Was Isegrim über Rittinghausen sagt, ist unbedeutend. Sein Hauptbeweisstück bildet ein Artikel, den Marx 1848 in der „Neuen Rheinischen Zeitung“ veröffentlichte. Oder genauer gesagt, nicht der Artikel bildet sein Beweisstück, sondern nur einige Sätze aus dem Artikel. Zu welchem Zwecke derselbe geschrieben wurde, was Marx damit beweisen wollte, erfahren wir bei Isegrim nicht.
Der Artikel polemisiert gegen die Behauptung der „Kölnischen Zeitung“, dass es in England keinen Klassenhass gebe, weil dort der Freihandel herrsche, dass der Freihandel die soziale Harmonie bedeute. Im Gegensatz dazu erklärte Marx, dass gerade der Freihandel in England die sozialen Gegensätze verschärfe, weil er die kapitalistische Entwicklung fördere. Er stimmte daher für den Freihandel.
Dass diese Ablehnung einiger Illusionen der Freihandelslehre in Widerspruch stände zu der heutigen Auffassung der Sozialdemokratie, ist mir nicht bekannt. Damit konnte Isegrim also nichts anfangen, es sind nur einige Säße aus dem Artikel, die er brauchen kann; Sätze, die Anschauungen aussprechen, welche die heutige Sozialdemokratie nicht. teilt, Sie werden uns daher vorgeführt. Sie sollen zeigen, dass unsere Partei ihrem alten Standpunkt untreu geworden und ins Lager des freisinnigen Manchestertums abgeschwenkt ist.
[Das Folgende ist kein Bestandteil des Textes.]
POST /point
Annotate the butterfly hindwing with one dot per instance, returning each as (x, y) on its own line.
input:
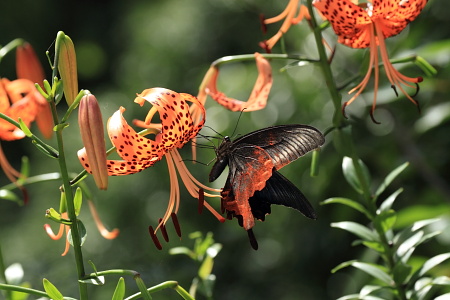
(253, 183)
(249, 169)
(279, 190)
Sehen wir zu, ob sie das wirklich zeigen.
Marx schrieb in dem zitierten Artikel: „Je freier die Konkurrenz durch die Beseitigung aller Monopole (Zölle) …, desto schneller unterjocht das Land des Kapitalmonopols, England, die umliegenden Länder seiner Industrie, Hebt die Monopole der französischen, deutschen, italienischen Bourgeoisie auf, und Deutschland, Frankreich, Italien sinken herab zu Proletariern gegenüber der alles absorbierenden englischen Bourgeoisie.“
Dieser Satz erscheint Isegrim besonders bemerkenswert. Er kennzeichnet ihm am deutlichsten den Abfall der Sozialdemokratie vom alten, marxistischen, zum freihändlerischen, cobdenitischen Standpunkt, Wiefern ist er nun unvereinbar mit unserem heutigen Standpunkt? Er enthält einmal die Behauptung, dass der Freihandel Deutschland zum Proletarier England gegenüber herabdrücke, Diese Auffassung teilen wir heute nicht mehr; Woher die Wandlung?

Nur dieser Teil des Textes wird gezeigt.